One would require the Medicare and Medicaid systems to be more selective about the kinds of opioid prescriptions they will fund. But this could open the door to patients with chronic and debilitating pain being summarily cut off.

The most troubling aspects of the plan would ramp up the time-tested and failed strategies of prosecution and punishment--like Trump's push death for the penalty.

At least one in five people of the 2.3 million imprisoned in various federal, state and local detention facilities in 2017 was there for a drug offense, according to the Prison Policy Initiative (PPI). This includes nearly half of all those incarcerated at the federal level.

Trump's plan would make all this worse with proposals to, for example, make it easier to apply mandatory-minimum sentencing for "traffickers" who "knowingly distribute illegal opioids that can be lethal."

That strategy is backed by Trump's Attorney General Jeff Sessions. A strict proponent of drug policing and criminalization, Sessions' callous attitude was summed up at a February meeting at the U.S. Attorney's Office in Tampa, Florida, where he said that instead of opioid prescriptions, "People need to take some aspirin sometimes and tough it out."


AT THE state level, this latest phase of the drug war is causing an increased militarization of law enforcement.

In West Virginia, Gov. Jim Justice activated the National Guard to provide local police with support--using National Guard helicopters for surveillance during drug busts, for example.

This will do nothing to stem the causes of the opioid crisis. But it's a stark illustration of the way resources are allocated by politicians who claim they can't find the money to, for example, provide public school teachers with a decent wage or fund the agency that manages state workers' health care.

Meanwhile, according to a recent study in the Journal of the American Medical Association, deaths related to drugs increased by more than 600 percent across the U.S. between 1980 and 2014. As CNN reported, "Boone County, West Virginia was the county with the largest increase, 8,369.7 percent, in deaths due to drug overdose."

This isn't the result of people recklessly seeking drugs instead of "an aspirin," as Jeff Sessions snidely suggests. The opioid epidemic is the result of a deep and pervasive social crisis--a one-sided class war that has caused the destruction of formerly stable working-class communities, especially in the Rust Belt states.

Nor is this social crisis unique to white working-class communities. In Black urban areas, which have always suffered disproportionate poverty, unemployment and drug addiction, opioid deaths are surging--though little attention is being paid to it in the media.

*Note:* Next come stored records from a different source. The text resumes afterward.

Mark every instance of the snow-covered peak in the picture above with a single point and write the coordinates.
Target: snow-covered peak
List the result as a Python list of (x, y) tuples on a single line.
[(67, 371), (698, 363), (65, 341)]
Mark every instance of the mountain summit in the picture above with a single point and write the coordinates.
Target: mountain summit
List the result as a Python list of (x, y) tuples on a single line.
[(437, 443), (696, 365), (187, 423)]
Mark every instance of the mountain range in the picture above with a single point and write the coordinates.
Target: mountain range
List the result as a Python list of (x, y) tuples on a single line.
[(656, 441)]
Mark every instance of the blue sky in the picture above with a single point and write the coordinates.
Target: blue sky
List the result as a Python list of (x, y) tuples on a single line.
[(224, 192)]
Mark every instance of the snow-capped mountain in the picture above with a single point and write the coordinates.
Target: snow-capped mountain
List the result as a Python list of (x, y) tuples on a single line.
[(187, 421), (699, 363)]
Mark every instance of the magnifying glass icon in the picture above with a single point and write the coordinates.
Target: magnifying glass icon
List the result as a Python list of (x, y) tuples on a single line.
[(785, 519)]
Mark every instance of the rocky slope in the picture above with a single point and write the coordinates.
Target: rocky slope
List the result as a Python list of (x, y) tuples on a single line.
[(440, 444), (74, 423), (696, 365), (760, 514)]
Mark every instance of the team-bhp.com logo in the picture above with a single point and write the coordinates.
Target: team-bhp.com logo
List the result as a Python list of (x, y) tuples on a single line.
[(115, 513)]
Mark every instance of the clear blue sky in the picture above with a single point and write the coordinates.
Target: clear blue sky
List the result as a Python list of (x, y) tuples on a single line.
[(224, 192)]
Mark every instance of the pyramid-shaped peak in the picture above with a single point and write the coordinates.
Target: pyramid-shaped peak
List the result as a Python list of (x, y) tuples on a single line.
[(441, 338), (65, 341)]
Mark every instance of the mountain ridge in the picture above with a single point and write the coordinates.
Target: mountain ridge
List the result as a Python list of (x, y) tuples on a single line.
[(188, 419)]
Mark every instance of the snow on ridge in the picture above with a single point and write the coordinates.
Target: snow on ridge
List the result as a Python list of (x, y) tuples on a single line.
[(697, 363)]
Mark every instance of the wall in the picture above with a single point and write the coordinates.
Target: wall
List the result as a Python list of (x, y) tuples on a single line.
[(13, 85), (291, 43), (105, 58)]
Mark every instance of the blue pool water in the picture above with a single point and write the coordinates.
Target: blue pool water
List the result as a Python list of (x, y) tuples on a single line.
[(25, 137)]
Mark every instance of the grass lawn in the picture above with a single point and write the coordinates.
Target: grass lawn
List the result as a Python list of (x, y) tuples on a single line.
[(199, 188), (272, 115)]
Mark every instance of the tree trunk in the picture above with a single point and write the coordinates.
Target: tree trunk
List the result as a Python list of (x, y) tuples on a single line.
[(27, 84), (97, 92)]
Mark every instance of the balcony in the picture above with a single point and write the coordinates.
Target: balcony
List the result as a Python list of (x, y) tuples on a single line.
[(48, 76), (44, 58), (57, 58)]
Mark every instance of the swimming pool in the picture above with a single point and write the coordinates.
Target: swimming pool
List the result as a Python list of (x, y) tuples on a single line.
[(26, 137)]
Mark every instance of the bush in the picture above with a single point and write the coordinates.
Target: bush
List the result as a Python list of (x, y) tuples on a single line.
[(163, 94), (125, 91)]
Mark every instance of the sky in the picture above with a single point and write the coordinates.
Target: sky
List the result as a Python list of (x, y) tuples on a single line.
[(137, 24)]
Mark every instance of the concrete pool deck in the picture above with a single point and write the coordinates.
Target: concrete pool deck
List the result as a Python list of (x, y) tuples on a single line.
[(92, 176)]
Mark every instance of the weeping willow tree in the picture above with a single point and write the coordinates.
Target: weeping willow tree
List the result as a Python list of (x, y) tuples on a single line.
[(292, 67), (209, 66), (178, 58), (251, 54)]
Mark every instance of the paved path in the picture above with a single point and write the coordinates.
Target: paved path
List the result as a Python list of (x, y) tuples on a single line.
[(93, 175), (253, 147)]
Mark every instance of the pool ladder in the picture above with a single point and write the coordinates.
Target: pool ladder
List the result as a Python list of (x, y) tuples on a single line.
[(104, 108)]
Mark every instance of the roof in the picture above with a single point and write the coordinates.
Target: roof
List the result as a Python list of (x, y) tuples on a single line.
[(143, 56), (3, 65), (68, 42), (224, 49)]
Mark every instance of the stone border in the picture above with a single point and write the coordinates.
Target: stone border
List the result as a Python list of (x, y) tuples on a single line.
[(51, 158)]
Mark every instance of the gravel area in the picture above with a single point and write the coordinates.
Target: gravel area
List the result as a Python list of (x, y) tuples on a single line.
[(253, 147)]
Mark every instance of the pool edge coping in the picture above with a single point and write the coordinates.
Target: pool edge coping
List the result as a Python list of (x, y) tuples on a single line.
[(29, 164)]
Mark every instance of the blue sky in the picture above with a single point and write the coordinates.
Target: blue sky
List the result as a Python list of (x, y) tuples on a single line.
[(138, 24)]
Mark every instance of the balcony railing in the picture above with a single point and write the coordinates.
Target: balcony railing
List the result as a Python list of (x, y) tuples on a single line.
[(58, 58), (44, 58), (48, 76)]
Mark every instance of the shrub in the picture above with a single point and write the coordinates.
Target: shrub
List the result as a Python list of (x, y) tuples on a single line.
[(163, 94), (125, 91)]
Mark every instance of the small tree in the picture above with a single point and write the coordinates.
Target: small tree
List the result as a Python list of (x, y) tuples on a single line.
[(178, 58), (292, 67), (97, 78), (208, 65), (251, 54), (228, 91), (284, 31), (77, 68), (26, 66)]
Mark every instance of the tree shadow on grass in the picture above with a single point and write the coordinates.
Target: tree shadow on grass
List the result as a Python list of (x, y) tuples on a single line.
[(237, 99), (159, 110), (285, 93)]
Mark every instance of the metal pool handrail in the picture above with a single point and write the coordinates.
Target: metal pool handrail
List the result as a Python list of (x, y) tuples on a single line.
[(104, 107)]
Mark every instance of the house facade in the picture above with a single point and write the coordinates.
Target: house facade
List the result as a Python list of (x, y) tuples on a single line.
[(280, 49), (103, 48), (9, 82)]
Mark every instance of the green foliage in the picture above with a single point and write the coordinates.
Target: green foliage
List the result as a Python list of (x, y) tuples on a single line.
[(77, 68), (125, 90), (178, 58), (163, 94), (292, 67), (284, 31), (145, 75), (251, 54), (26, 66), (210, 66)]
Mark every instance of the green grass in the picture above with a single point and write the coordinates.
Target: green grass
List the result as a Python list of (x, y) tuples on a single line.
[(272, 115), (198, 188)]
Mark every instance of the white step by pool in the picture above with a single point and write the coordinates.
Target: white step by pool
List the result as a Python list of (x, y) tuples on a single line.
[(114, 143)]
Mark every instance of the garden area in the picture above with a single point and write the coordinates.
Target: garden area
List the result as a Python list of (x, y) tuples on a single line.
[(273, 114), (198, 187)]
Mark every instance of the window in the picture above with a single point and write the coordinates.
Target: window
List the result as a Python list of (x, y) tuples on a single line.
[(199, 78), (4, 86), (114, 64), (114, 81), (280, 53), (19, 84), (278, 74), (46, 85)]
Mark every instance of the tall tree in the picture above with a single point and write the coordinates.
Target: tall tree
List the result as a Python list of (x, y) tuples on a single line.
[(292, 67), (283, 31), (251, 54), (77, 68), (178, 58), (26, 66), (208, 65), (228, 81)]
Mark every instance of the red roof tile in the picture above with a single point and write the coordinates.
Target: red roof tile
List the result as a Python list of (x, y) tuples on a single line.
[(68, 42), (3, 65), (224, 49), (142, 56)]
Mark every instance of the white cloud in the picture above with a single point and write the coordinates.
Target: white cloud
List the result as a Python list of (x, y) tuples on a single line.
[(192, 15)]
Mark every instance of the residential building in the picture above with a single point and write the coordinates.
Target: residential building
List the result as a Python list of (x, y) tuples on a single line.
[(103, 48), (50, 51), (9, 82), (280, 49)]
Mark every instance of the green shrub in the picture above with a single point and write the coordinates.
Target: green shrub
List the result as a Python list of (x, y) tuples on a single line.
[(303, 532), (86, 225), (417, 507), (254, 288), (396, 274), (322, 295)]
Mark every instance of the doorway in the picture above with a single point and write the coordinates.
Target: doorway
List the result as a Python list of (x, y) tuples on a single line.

According to a recent NPR report, opioid overdose deaths of Black men between the ages of 40 and 69 in Washington, D.C., have increased 245 percent from 2014 to 2017.

Nationally, the rate of drug deaths is rising the fastest among African Americans: For Blacks in urban counties, deaths from drugs rose by 41 percent in 2016, according to the Centers for Disease Control and Prevention.

Such communities will be the first to suffer from increased policing and incarceration under Trump's plan--and the last to get funding or resources.

No matter how Trump or Washington tries to spin it, their "plan" to tackle America's opioid addiction will only bring more pain to communities that are already suffering--while letting the real criminals off the hook.